2. Implementation: The Attribution Wrapper (Python)
Python Code: Tracking Usage per Node
from functools import wraps
# Global registry for cost tracking
node_costs = {}
def track_cost(node_name):
def decorator(func):
@wraps(func)
def wrapper(state):
# 1. Execute the agent logic
result = func(state)
# 2. Extract usage (Assuming tool or LLM metadata is present)
usage = result.get('usage_metadata', {})
cost = calculate_aws_cost(usage)
# 3. Attributes
node_costs[node_name] = node_costs.get(node_name, 0) + cost
return result
return wrapper
return decorator
@track_cost("code_agent")
def handle_coding(state):
# Logic...
return {"ans": "Done", "usage_metadata": {"tokens": 5000}}
3. Metric: Cost per Success (CPS)
Cost per Success is the ultimate efficiency metric.
- Total Cost: $1.00.
- Tasks Attempted: 10.
- Tasks Succeeded: 5.
- CPS: $0.20 per result.
Optimization: If a highly "Intelligent" agent has a high success rate but is very expensive, it may actually be Cheaper than a cheaper agent that fails 50% of the time (and forces a retry).
4. Visualizing the "Money Flow" (Mermaid)

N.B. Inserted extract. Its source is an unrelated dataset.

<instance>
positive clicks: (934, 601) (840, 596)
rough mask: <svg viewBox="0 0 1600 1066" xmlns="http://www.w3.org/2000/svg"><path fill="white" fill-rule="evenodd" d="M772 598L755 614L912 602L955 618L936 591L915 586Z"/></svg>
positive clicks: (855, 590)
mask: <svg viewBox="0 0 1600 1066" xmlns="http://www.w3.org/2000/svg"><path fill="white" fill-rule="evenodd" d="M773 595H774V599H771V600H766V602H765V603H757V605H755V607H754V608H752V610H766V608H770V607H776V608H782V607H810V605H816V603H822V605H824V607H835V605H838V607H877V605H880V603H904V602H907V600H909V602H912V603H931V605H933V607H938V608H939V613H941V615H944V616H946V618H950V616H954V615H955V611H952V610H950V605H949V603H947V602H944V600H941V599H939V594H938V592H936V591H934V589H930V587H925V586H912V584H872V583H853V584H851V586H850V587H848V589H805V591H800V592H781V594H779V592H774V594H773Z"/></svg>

You can generate diagrams to show where the "Token Blood" is flowing in your graph.
graph TD
U[User] -->|Free| S[Supervisor]
S -->|Low Cost| A[Searcher: $0.10]
S -->|High Cost| B[Architect: $0.80]
B -->|Medium Cost| C[Coder: $0.40]
style B fill:#f66,stroke-width:4px
By looking at this diagram, a Lead Engineer can immediately see: "The Architect is costing us too much. Can we summarize its input better?"
5. Token Efficiency and Agent "Sunsetting"
If an agent has a high cost and low usage (rarely called), you should consider Consolidating it. Conversely, if an agent is called 10,000 times a day (like a "Formalizer"), it is a prime candidate for Small Model Distillation or Hard-Coded Regex to eliminate the AI cost entirely.
6. Summary and Key Takeaways
- Tag Every Turn: Use decorators to attribute prompt/completion tokens to specific agents.
- Success Metrics: Factor in the "Retries" caused by cheap, low-accuracy agents.
- Heatmap Analysis: Identify the "Hottest" nodes in your graph for prompt optimization.
- Attribution is the First Step to Optimization: You can only fix what you can measure.
Exercise: The Billing Audit
- Run a 3-agent graph 10 times.
- Record the usage for each agent.
- Create a pie chart of "Spend by Agent."
- Identify the 'Cost Leader':
- Which agent spent the most?
- Is that agent performing the most important logic?
- Challenge: Try to reduce the cost leader's base prompt by 10%. Calculate the annual savings.